Harry blinks. “Uncomfortable?” His mouth falls open and he briefly shakes his head. “This is...overwhelming. I can’t believe you’d spend this much time...on me. That you would…” He breaks their gaze and looks back over the collection of sketches and paintings.

“Don’t,” the words are out before Draco can stop them, “look at those.” He begs. “Please.”

“Some of these are dated,” Harry says. “They’re more than a decade old. You’ve been drawing me…”

“You made me feel,” Draco starts, but he has to turn away. He can’t look at Harry. He can’t let him see his face. It feels like too much to bear his soul, he doesn’t think he could take Harry seeing the pain, the shame, the love in his eyes. “You made me feel redeemed. You saw me, my truth, before I could even think of myself that way.” He takes a shaky breath and continues, “It angered me that you knew me so well. I wanted to return the favour, to show you, and everyone else, who you truly were. But I — I could never quite get you right. It always felt as if there was a detail missing or…” Draco stops. “I realised I could never really recreate how I feel about you.”

“Well,” Harry says after a while. “It seems as if you never stopped trying.”

They stand in silence for minutes, hours, what feels like years, until Draco thinks back to earlier, to the flowers on his desk. He whirls around and faces Harry.

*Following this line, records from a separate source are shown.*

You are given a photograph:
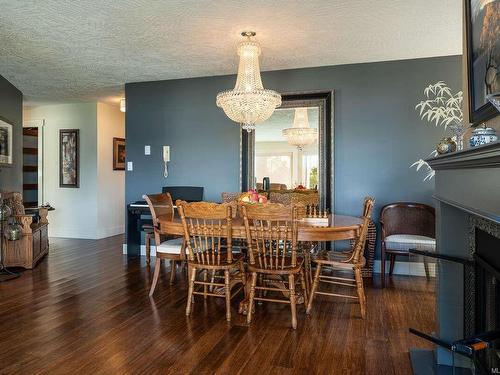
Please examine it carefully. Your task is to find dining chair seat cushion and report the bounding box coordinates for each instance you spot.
[156,237,183,254]
[188,253,243,269]
[248,256,304,275]
[313,251,366,269]
[385,234,436,251]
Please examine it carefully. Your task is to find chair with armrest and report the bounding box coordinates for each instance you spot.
[380,202,436,287]
[143,193,185,296]
[0,192,49,269]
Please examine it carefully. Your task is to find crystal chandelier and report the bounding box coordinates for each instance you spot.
[216,31,281,132]
[282,107,318,151]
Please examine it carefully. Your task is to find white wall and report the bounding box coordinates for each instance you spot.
[24,103,125,239]
[97,103,125,238]
[24,103,98,238]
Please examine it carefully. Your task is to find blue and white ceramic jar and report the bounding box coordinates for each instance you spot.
[469,125,498,147]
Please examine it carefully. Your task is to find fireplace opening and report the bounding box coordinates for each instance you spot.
[410,222,500,374]
[472,227,500,369]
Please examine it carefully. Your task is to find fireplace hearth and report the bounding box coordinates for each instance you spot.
[412,142,500,374]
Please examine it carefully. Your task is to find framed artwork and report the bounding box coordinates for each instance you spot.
[59,129,80,188]
[113,138,127,171]
[0,119,12,167]
[465,0,500,125]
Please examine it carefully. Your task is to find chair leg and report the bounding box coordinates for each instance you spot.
[380,241,385,288]
[186,266,196,316]
[170,260,177,285]
[208,270,215,293]
[144,233,151,264]
[240,262,247,297]
[288,274,297,329]
[389,254,396,276]
[306,263,321,314]
[354,267,366,319]
[424,257,431,280]
[203,270,208,299]
[149,257,161,297]
[247,272,257,324]
[300,270,308,308]
[224,270,231,322]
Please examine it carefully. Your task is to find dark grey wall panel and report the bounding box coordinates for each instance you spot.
[0,76,23,191]
[126,56,462,256]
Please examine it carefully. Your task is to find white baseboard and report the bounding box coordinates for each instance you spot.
[373,260,436,277]
[97,225,125,239]
[122,243,156,257]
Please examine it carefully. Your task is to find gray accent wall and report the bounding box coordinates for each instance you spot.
[0,75,23,192]
[125,56,462,254]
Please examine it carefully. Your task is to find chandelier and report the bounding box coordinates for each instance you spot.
[216,31,281,132]
[282,107,318,151]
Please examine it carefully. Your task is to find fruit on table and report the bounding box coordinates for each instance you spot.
[240,190,267,203]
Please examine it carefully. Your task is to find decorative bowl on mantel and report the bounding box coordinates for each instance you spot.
[469,124,498,147]
[486,92,500,112]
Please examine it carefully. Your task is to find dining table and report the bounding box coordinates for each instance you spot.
[158,210,363,315]
[158,210,363,242]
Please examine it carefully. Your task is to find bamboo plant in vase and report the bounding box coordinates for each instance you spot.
[410,81,468,181]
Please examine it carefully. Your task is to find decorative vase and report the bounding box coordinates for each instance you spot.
[469,124,498,147]
[450,123,467,151]
[486,92,500,112]
[436,137,457,155]
[262,177,271,191]
[5,222,23,241]
[0,203,12,221]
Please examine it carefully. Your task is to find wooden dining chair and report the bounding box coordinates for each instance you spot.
[143,193,186,297]
[307,198,375,319]
[241,203,307,329]
[176,201,246,321]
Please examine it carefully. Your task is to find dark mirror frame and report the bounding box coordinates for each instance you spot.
[240,90,335,212]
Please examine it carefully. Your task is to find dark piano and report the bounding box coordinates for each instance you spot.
[127,186,203,256]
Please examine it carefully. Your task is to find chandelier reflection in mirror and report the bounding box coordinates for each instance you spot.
[282,107,318,151]
[216,31,281,132]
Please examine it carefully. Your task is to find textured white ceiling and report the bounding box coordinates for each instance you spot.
[0,0,462,106]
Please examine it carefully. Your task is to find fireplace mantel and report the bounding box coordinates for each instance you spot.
[426,142,500,170]
[427,142,500,223]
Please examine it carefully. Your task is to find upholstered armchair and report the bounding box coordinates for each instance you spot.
[2,192,49,269]
[380,202,436,287]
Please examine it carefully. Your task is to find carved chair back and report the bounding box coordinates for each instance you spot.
[241,203,298,270]
[176,200,233,266]
[352,197,375,263]
[380,202,436,240]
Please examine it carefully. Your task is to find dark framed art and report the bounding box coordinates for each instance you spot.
[113,138,127,171]
[59,129,80,188]
[0,117,12,167]
[465,0,500,125]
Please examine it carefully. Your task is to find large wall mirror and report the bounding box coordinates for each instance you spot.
[241,91,334,210]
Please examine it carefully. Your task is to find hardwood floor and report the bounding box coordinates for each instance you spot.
[0,236,435,375]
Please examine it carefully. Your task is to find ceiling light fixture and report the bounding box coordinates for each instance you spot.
[120,98,127,112]
[216,31,281,132]
[282,107,318,151]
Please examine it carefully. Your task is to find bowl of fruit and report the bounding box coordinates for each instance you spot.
[240,189,267,203]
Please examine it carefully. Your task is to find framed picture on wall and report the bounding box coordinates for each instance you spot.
[59,129,80,188]
[465,0,500,125]
[0,118,12,167]
[113,138,127,171]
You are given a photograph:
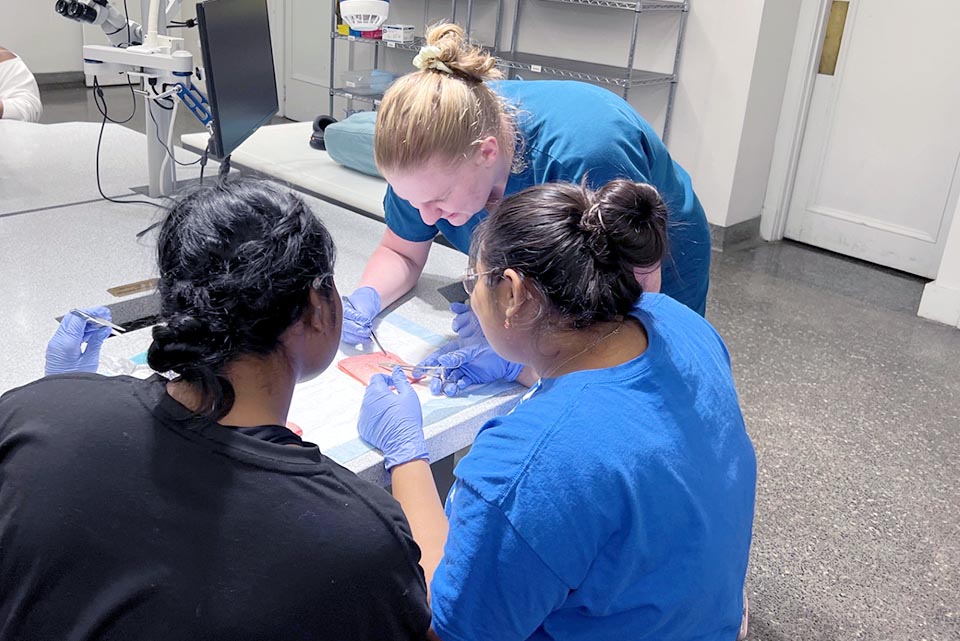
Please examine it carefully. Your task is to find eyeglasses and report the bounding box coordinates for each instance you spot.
[460,267,499,296]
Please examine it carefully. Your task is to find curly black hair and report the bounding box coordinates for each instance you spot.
[147,179,335,420]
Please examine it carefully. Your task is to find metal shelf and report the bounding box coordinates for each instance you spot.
[338,33,427,51]
[497,51,676,89]
[330,87,383,107]
[548,0,689,12]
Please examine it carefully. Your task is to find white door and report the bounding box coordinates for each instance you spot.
[283,0,333,120]
[785,0,960,278]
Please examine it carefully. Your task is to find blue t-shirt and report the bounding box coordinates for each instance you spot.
[383,80,710,315]
[431,294,756,641]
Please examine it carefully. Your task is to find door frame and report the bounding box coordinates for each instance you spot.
[760,0,832,241]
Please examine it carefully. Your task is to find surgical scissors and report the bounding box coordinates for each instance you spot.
[70,309,127,336]
[377,361,449,383]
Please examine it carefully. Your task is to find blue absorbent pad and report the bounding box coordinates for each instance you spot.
[323,111,382,178]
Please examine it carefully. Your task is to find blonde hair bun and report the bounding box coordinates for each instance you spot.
[425,23,503,82]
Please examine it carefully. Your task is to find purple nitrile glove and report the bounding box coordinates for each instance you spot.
[412,335,523,396]
[43,307,111,376]
[357,367,430,471]
[450,303,483,340]
[340,287,380,345]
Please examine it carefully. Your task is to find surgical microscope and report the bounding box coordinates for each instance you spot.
[54,0,213,198]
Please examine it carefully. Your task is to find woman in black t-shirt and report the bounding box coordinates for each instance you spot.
[0,181,430,641]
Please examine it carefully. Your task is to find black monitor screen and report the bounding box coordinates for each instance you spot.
[197,0,279,158]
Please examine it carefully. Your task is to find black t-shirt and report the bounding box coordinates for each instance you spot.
[0,374,430,641]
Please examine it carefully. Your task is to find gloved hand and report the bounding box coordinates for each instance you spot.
[340,287,380,345]
[450,303,483,340]
[412,335,523,396]
[43,307,112,376]
[357,367,430,471]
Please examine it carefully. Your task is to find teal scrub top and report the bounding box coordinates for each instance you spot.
[383,80,710,315]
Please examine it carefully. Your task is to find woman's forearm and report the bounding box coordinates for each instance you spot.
[390,460,447,591]
[360,230,432,307]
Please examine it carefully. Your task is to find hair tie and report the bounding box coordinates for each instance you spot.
[413,45,453,75]
[587,203,607,231]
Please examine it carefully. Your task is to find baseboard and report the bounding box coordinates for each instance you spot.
[710,218,760,252]
[917,280,960,327]
[34,71,84,87]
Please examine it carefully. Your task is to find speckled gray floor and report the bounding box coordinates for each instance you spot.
[708,243,960,641]
[26,88,960,641]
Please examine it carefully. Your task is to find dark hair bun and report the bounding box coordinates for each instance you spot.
[147,316,210,372]
[471,180,667,328]
[583,180,667,267]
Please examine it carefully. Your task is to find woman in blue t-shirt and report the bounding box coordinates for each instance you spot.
[343,25,710,364]
[359,180,756,641]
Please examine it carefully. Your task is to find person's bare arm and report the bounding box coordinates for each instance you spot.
[0,47,16,118]
[359,229,433,307]
[390,459,448,598]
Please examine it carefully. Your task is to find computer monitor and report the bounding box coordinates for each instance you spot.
[197,0,279,159]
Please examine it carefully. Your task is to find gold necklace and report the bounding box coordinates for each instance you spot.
[541,321,623,378]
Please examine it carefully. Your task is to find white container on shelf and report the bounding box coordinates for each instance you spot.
[340,0,390,31]
[381,24,413,42]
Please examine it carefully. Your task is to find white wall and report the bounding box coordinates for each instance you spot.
[670,0,800,227]
[717,0,801,226]
[0,0,83,74]
[917,203,960,327]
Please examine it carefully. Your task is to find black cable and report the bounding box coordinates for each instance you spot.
[93,76,137,125]
[150,84,173,111]
[123,0,132,47]
[93,81,160,207]
[147,101,200,167]
[217,154,230,182]
[200,136,213,185]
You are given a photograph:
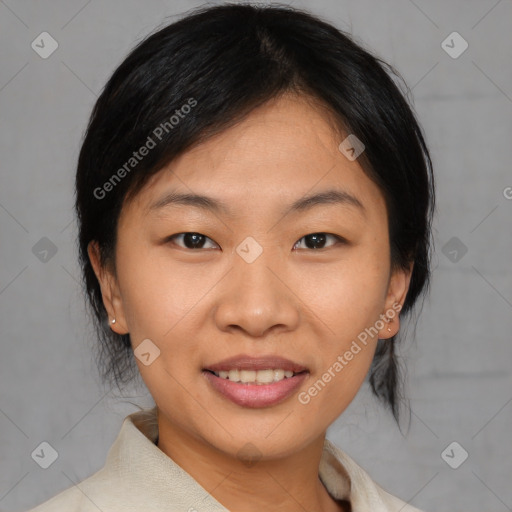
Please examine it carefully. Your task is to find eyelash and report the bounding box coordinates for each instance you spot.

“Why did you bring me roses?” Draco asks.

Harry offers him a coy smile. “Because there’s no mistaking,” Harry takes a step toward him, “what two dozen red roses mean.”

“There isn’t,” Draco says, eyes wide. “Is there…”

“A rose,” Harry leans in, “is a rose is a rose is a rose.” He’s inches from Draco’s face and gazing at him as if Draco is worthy, and precious, and loved. “You can’t be anything other than what you are,” Harry whispers and kisses Draco softly. “And that’s the man that I love.”

“But what about all the sketches and paintings,” Draco pulls back.

Harry laughs. “Keep trying. You’ll get it.”

Harry Potter loves Draco Malfoy.

And as love stories go, this one isn’t too extraordinary, but Harry Potter — luckily — knows how much Draco Malfoy loves him.

All great masterpieces start with a blank canvas.